After schools reopened, so did universities and colleges. Student Danny Knightley, an IYSSE member, told the meeting “universities across the country informed students they would not be returning to campuses next week, and would be forced to spend yet another term at home, with no access to resources, libraries or their teachers, and undergo the third term in a row of online learning.

“While this is the best course of action under the present dangerous circumstances, we are only in this situation due to the chronic mismanagement of the pandemic by the government.

“University students are still expected to pay the exorbitant university fees of over £9,000 a year, and some international students are forced to pay £36,000, purely for online learning.
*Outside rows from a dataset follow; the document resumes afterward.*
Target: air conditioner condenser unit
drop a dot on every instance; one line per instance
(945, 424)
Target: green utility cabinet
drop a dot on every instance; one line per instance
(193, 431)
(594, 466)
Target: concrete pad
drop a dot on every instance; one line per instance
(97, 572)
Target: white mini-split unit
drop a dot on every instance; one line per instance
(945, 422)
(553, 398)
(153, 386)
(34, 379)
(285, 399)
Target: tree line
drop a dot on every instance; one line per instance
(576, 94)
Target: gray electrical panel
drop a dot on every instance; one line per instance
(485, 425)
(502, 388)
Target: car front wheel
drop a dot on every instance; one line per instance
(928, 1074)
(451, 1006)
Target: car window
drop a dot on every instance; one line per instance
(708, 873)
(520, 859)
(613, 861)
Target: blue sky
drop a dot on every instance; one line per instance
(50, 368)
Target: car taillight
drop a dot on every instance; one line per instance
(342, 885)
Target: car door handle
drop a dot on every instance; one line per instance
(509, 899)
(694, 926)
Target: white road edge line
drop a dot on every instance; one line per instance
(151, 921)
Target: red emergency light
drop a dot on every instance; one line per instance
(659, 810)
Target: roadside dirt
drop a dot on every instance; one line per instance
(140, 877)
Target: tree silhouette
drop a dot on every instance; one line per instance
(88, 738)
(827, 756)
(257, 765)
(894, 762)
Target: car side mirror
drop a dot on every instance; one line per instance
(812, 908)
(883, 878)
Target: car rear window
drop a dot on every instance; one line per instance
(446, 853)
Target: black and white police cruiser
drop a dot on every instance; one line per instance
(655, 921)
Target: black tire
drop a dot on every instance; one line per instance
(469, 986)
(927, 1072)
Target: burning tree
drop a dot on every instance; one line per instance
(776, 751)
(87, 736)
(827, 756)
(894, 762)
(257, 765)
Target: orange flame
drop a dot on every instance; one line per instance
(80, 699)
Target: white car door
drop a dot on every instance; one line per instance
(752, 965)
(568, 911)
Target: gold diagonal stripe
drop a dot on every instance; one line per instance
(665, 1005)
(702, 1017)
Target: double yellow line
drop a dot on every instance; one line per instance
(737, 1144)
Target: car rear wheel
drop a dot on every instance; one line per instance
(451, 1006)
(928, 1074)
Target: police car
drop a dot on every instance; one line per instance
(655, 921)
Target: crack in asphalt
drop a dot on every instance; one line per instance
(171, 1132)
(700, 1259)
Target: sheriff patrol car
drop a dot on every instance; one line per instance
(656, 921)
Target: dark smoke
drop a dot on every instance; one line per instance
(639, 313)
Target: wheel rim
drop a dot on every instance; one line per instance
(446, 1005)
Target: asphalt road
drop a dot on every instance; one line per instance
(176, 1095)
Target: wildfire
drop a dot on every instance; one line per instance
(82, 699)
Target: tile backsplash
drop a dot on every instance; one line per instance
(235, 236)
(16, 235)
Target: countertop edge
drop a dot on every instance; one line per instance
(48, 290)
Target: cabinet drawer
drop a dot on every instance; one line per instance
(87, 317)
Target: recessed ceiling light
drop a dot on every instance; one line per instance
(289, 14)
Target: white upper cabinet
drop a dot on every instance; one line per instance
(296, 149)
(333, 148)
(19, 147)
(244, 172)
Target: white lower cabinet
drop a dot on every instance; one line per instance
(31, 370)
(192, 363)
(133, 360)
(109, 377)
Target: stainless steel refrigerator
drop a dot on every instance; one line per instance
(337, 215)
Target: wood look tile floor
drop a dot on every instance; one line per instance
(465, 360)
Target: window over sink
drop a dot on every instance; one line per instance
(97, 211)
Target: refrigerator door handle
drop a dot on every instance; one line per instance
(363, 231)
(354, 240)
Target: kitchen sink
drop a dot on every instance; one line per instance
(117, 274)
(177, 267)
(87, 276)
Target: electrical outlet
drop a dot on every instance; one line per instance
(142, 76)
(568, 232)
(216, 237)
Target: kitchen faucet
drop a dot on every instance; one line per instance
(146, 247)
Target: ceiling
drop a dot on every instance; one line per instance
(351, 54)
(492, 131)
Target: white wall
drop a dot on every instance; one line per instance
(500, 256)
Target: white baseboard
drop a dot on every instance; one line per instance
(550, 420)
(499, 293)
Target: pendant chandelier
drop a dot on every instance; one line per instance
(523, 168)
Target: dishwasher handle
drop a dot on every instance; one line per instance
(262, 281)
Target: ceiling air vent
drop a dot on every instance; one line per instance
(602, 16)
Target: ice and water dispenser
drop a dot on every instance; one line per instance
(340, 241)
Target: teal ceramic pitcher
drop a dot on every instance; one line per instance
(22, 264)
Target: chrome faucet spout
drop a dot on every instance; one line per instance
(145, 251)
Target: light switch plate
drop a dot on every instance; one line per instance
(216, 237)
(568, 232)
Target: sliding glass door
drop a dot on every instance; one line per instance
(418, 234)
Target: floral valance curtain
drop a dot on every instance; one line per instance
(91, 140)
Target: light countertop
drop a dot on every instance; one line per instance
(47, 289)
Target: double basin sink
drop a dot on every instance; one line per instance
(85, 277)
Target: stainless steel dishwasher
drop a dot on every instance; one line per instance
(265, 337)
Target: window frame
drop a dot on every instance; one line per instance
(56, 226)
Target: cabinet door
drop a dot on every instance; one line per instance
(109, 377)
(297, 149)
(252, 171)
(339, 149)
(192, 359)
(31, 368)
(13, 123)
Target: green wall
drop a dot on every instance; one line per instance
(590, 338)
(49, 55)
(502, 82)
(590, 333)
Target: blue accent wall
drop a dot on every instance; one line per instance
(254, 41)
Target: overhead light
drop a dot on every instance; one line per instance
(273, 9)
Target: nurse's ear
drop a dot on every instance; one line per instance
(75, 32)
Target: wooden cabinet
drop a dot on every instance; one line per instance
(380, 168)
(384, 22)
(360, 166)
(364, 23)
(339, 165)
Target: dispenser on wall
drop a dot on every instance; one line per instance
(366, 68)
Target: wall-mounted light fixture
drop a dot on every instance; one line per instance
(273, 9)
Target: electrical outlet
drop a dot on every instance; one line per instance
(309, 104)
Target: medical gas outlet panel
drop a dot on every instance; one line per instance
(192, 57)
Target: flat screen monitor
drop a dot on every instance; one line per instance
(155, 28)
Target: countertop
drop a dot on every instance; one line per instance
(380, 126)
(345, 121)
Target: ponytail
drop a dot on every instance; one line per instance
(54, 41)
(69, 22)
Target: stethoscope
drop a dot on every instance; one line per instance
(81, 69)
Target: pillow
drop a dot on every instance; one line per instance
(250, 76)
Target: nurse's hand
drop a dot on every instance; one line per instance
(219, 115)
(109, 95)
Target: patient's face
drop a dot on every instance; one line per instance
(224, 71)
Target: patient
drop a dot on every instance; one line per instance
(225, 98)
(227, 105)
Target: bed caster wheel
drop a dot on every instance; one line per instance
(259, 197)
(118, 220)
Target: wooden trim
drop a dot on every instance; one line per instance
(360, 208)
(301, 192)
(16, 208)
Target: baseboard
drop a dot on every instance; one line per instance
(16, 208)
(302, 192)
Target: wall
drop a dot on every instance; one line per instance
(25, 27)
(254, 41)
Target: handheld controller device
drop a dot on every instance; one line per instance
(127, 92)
This has led to a spree of rent strikes across the country.

“This last year has shown that university institutions and student unions are not willing to fight for the rights and the safety of their members. It is the task of students and educators to form their own independent action committees. These committees must stand in solidarity with workers in all industries across the UK and internationally.”

One of the attendees asked, “Why are there more key workers’ children in school than in the first lockdown?”

Kent emphasised this is because parents are forced to work and therefore have to send their children to school: “The problem is the government and unions, who don't want schools to close, not parents.”

“The definition of key worker is broad,” she explained. During the first lockdown “schools could limit attendance by saying both parents must be key workers … Now it’s one. Also, if you cannot work from home, you can go to work.

“There are stories in the media blaming parents for sending kids to school when they didn’t need to. We are not blaming parents. They are under tremendous strain financially. They send their kids in even if they don’t want to, because of government and union policy. That’s where our hostility and anger must be directed.”